The GetSystemtimeAsFileTime API is used to obtain the current date and time of the system. The API processes 64-bit values, representing LowDateTime (low-order part of the file time) and HighDateTime (high-order part of the file time) under the FILETIME structure. In general, Collector-stealer validates the condition by verifying the data and time limits to calculate the current time of the system. The calculated date and time value act as seed values to create a random string for generating the file name. Figure 5 shows an algorithm used by Collector-stealer to generate 15-word-long random strings, which are later used as file names.

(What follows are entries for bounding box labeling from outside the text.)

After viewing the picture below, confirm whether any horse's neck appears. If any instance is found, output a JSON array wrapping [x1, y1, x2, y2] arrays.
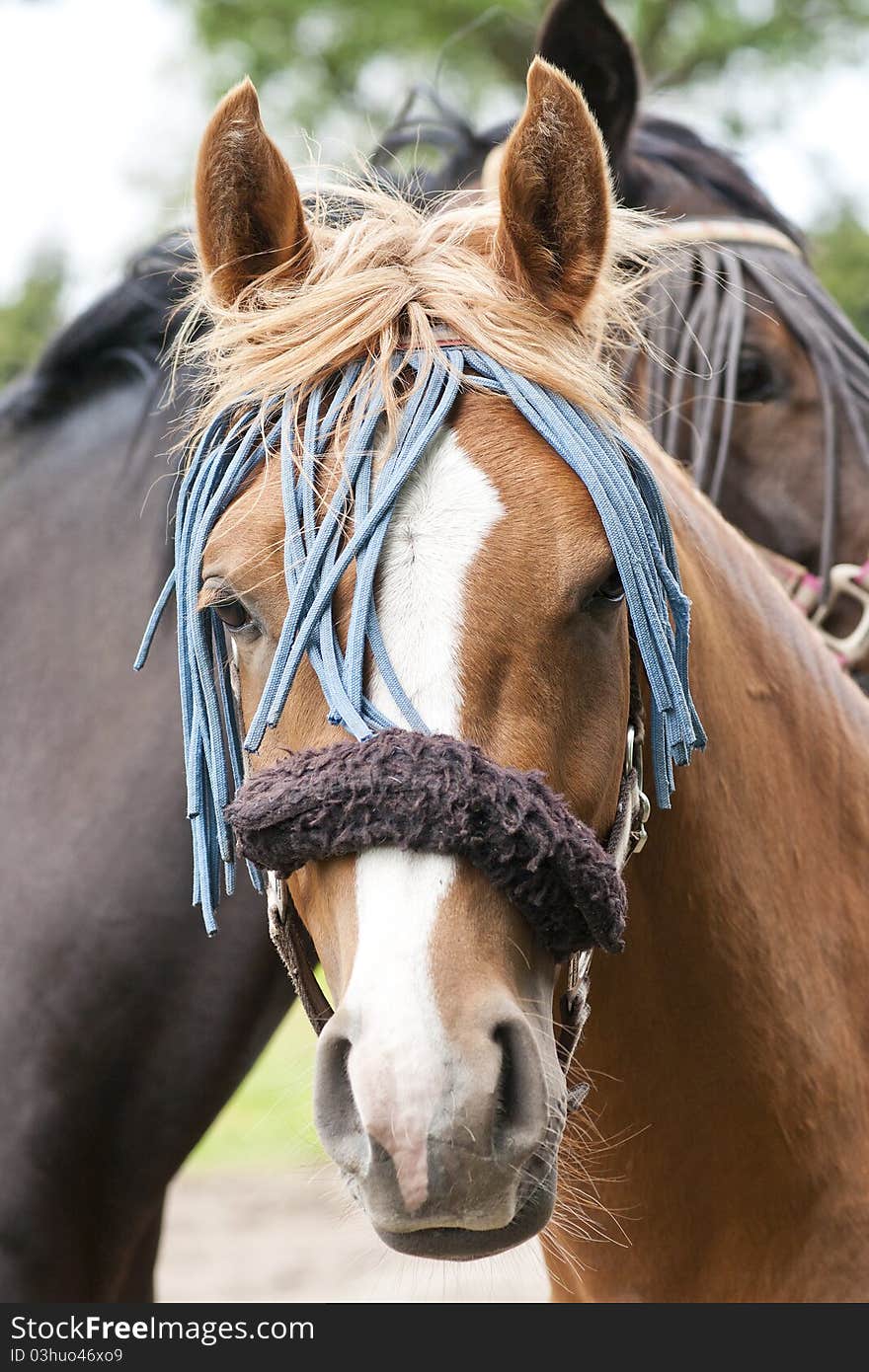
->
[[562, 444, 869, 1299]]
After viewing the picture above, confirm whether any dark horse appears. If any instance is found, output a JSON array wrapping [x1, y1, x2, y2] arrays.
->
[[0, 4, 869, 1299], [376, 0, 869, 611], [0, 244, 289, 1301]]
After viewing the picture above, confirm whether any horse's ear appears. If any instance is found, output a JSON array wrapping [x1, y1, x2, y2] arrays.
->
[[496, 57, 612, 318], [197, 81, 312, 305], [537, 0, 640, 172]]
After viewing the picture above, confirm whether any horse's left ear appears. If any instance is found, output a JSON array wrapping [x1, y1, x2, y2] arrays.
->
[[496, 57, 612, 318], [197, 80, 312, 305]]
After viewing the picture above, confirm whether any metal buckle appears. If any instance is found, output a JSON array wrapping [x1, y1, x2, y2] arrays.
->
[[812, 560, 869, 667], [265, 872, 287, 928], [625, 724, 652, 862]]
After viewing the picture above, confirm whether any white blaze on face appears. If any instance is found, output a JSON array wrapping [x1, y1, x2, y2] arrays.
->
[[342, 429, 506, 1211]]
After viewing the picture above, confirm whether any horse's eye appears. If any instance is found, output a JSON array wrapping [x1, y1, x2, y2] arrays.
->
[[587, 572, 625, 608], [736, 347, 778, 401], [211, 599, 253, 633]]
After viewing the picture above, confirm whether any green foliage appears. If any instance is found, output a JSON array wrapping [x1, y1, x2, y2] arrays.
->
[[812, 204, 869, 338], [0, 254, 64, 386], [188, 1004, 323, 1172], [180, 0, 869, 114], [183, 0, 539, 130], [611, 0, 869, 85]]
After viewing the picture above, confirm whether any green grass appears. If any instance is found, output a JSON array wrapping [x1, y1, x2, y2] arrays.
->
[[187, 1004, 324, 1172]]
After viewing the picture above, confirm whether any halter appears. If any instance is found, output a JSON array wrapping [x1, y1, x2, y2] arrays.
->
[[134, 348, 706, 1086]]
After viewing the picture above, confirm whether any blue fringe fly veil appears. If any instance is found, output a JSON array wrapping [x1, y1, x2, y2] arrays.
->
[[134, 344, 706, 933]]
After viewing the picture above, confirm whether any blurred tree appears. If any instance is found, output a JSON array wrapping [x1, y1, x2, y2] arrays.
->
[[812, 204, 869, 338], [174, 0, 869, 114], [609, 0, 869, 85], [0, 253, 66, 386]]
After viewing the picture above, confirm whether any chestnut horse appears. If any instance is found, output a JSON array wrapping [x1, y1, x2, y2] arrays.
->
[[171, 60, 869, 1301]]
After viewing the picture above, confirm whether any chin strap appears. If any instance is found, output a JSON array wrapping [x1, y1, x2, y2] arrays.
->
[[267, 712, 650, 1107], [555, 711, 651, 1086]]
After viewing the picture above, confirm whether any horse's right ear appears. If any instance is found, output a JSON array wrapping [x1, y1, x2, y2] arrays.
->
[[197, 81, 312, 305], [535, 0, 640, 175]]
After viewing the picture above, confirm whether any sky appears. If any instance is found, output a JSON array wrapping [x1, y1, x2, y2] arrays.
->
[[0, 0, 869, 312]]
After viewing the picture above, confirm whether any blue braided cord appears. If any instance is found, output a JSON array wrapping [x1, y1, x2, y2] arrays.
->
[[134, 345, 706, 933]]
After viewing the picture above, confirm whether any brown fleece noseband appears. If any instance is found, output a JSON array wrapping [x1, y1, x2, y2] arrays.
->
[[226, 728, 627, 961]]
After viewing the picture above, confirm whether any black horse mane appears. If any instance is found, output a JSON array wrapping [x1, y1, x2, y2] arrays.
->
[[0, 102, 802, 422], [615, 114, 803, 247], [372, 87, 803, 247]]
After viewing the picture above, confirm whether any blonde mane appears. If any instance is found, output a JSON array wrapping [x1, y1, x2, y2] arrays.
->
[[177, 177, 662, 444]]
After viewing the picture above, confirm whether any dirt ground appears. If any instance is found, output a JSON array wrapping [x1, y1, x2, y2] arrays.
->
[[156, 1167, 548, 1304]]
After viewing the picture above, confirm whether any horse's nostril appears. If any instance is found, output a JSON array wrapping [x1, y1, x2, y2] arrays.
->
[[314, 1028, 369, 1172], [492, 1020, 546, 1162]]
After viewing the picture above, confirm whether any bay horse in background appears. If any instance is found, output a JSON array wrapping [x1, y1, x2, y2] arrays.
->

Fig5-collector-stealer.png

Figure 5: Algorithm to create random string.

Figure 6 shows Collector-stealer creating a new file by calling the CreateFileW [1] function utilizing the same algorithm as highlighted in Figure 5.

Fig6-collector-stealer.png Figure 6: Create randomized named file.

Collector-stealer also performs additional operations to extract the location and attempts to check the current time zone setting using the GetTimeZoneInformation function to check which time zone the victim machine belongs to, along with the computer name by calling the GetComputerName method.

 

Extracting screenshots via keyboard operations

In this section the focus is on analysing the interaction of Collector-stealer with the Windows clipboard and keyboard events to take screenshots. In general, clipboard operations cover the cut and copy functions that Windows provides. The clipboard history reflects the number of copy operations that are present in the clipboard. One of the main functionalities of Collector-stealer is to steal data via screenshot captures and store them in the clipboard. As shown in Figure 7, to capture the screenshot, the malware uses the Keybd_event function from user32.dll and simulates the user pressing ‘Take Screenshot’, bypassing ‘VK_SNAPSHOT’ as a key parameter in the keybd_event function.

Fig7-collector-stealer.png

Figure 7: Simulates screenshot key and stores captured image in clipboard.

Later, Collector-stealer accesses the captured image from the clipboard in bitmap format and converts it into stream (Figure 8).

Fig8-collector-stealer.png

Figure 8: Save captured image to stream.

Fig9-collector-stealer.png

Figure 9: Desktop screenshot hex.

Figure 9 is a byte stream of the captured screenshot, initial bytes ‘FF D8 FF E0’, which is the four-byte signature of JPEG IMAGE. The malware writes a byte stream from memory into a newly created file in ‘\\public\\directory’. After taking a screenshot, Collector-stealer starts to look for other data such as finding Telegram data in the ‘tdata’ folder located at ‘%Appdata%’. The ‘tdata’ folder is the directory in which Telegram Desktop keeps all media-related files, session details, etc.

 

Client-side data access

In this section we will look at how Collector-stealer searches for sensitive information stored in specific directories. After getting basic information, Collector-stealer starts to iterate each folder and file in the location ‘C:\Users\alert-user\AppData\Roaming\’ and looks for file login data, cookie files, web data, and wallet.dat. Let’s understand the type of content stored in these files. The details are discussed below:

  • Login data: Chrome logins are stored in the ‘Login Data’ SQLite database, within the ‘logins’ table.
  • Cookies: Chrome cookies are stored in the ‘Cookies’ SQLite database, within the ‘cookies’ table.
  • Web data: Chrome form history is stored in the ‘Web Data’ SQLite database, within the ‘autofill’ table.
  • Wallet.dat: the Bitcoin client stores private key information in a file named wallet.dat. The wallet.dat file contains private keys, public keys, scripts (which correspond to addresses), key metadata (e.g. labels), and the transactions related to the wallet.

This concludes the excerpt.